As doenças cardiovasculares são mais frequentes na idade adulta. O enfarte do miocárdio não é exceção. Caracteriza-se pela obstrução das artérias coronárias que asseguram a irrigação sanguínea do músculo cardíaco. Esta oclusão deve-se á deterioração progressiva destes vasos sanguíneos por um fenómeno que designamos por aterosclerose. Este processo pode afetar outras artérias do organismo, desenvolvendo-se de forma mais acentuada no adulto, podendo ser acelerado quando existem fatores de risco potenciadores desta doença.
Contudo existe evidência de que a deterioração das artérias pode iniciar-se precocemente, ainda na infância. Sabemos que existem formas de condicionar e atenuar esta evolução. Quando o enfarte do miocárdio ocorre no adulto a situação é entendida com uma certa normalidade. Quando o enfarte atinge um adolescente gera surpresa e perplexidade, por ser uma situação pouco comum.
O QUE PODE LEVAR A QUE ISTO OCORRA?
O EAM (enfarte agudo do miocárdio) no adolescente é raro. Todos ficamos consternados quando é veiculada a noticia da morte súbita de um jovem como consequência desta doença.

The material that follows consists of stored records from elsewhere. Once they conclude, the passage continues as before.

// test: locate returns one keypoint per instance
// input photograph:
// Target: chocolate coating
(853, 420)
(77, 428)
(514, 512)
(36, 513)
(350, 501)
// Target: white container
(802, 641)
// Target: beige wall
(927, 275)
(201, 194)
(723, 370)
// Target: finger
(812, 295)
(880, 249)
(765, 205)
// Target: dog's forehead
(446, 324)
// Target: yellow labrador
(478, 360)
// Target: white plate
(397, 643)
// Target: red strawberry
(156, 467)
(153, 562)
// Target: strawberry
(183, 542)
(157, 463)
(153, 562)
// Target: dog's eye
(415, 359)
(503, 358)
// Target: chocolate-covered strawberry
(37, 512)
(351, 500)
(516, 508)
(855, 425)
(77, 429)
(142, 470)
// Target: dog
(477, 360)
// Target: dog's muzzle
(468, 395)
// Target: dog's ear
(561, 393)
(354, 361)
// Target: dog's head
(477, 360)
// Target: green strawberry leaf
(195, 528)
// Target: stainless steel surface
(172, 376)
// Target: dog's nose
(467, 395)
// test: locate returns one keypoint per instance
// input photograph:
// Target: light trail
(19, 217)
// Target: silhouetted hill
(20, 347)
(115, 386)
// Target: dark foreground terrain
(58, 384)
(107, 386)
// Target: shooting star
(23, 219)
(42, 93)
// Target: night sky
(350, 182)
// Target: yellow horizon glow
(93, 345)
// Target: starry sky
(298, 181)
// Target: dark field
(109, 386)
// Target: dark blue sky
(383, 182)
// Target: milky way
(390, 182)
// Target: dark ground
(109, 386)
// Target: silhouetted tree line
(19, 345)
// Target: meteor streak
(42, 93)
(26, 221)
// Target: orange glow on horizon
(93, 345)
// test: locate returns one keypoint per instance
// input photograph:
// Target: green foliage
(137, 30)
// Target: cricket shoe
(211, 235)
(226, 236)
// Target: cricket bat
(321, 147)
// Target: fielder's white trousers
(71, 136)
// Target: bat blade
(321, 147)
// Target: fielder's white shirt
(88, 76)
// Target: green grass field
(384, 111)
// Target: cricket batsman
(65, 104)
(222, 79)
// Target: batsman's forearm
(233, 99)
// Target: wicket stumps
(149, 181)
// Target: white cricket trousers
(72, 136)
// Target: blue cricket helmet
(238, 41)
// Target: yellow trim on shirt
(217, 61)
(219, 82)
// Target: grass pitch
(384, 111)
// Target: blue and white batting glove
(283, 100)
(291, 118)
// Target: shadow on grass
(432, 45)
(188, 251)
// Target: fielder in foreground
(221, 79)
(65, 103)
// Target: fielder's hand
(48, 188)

É pouco comum mas pode acontecer em resultado da deterioração precoce das artérias coronárias.
As razões são diversas, mas estão na generalidade intimamente ligadas ao estilo de vida, o qual pode ser modelado por nós de forma a minimizar esta ocorrência.
Excluindo as anomalias congénitas das artérias coronárias, ou aquelas doenças congénitas do coração que podem condicionar alterações graves destas artérias e ainda uma doença especifica que pode resultar em enfarte do miocárdio e que é a Doença de Kawasaki, a grande maioria da doença coronária é adquirida e resulta de um conjunto de fatores de risco que isoladamente ou em associação com o estilo de vida podem afetar diretamente a estrutura e a função destas artérias.
Como fatores de risco que comprovadamente contribuem para a doença são:
- Genética individual
- Obesidade
- Hipertensão arterial
- Dislipidémia
- Diabetes
- Consumo do tabaco
- Estupefacientes
Todos estes fatores se intrincam com o estilo de vida podendo ser potenciados ou atenuados consoante as boas ou más práticas do nosso comportamento social. Uma vez identificados sabemos a forma de os contrariar. A informação e o conhecimento geral deste problema ajudam ao seu combate com maior eficácia. Poderíamos mudar o titulo deste artigo de uma forma talvez mais didática e questionar sobre o que podemos fazer para evitar que ocorra um EAM no adolescente com as suas consequências tão drásticas.
Convêm salientar que no adulto pelo facto da instalação da doença coronária ser progressiva e mais longa, o organismo desenvolve mecanismos de compensação que podem minimizar os efeitos imediatos do ataque cardíaco. Pelo contrário, no jovem, não há tempo para se desenvolverem esses mecanismos, podendo assumir o EAM um efeito imediato muito mais catastrófico.
Está comprovado cientificamente que a doença das artérias coronárias pode começar cedo ainda na vida fetal, consequência do comportamento materno em termos alimentares, consumo de tabaco e outras drogas. Este fenómeno leva á modificação das propriedades destas pequenas artérias através do processo de aterosclerose, em que vão perdendo as suas características morfológicas e funcionais, podendo culminar na sua obstrução completa, daí resultando o EAM.
Começando cedo, irão determinar os eventos da doença cardiovascular ao longo da vida. Para a grande maioria das crianças as alterações destas artérias são menores e podem ser minimizadas ou mesmo prevenidas com a adesão a um estilo de vida saudável desde o nascimento. Contudo em algumas crianças e adolescentes o processo é acelerado por causa da presença dos fatores de risco já enumerados. É crescente o número de crianças com obesidade, hipertensão arterial e diabetes que aparecem nas nossa consultas. A exposição ao tabaco tanto passiva como ativa e o consumo de drogas continuam a constituir um problema.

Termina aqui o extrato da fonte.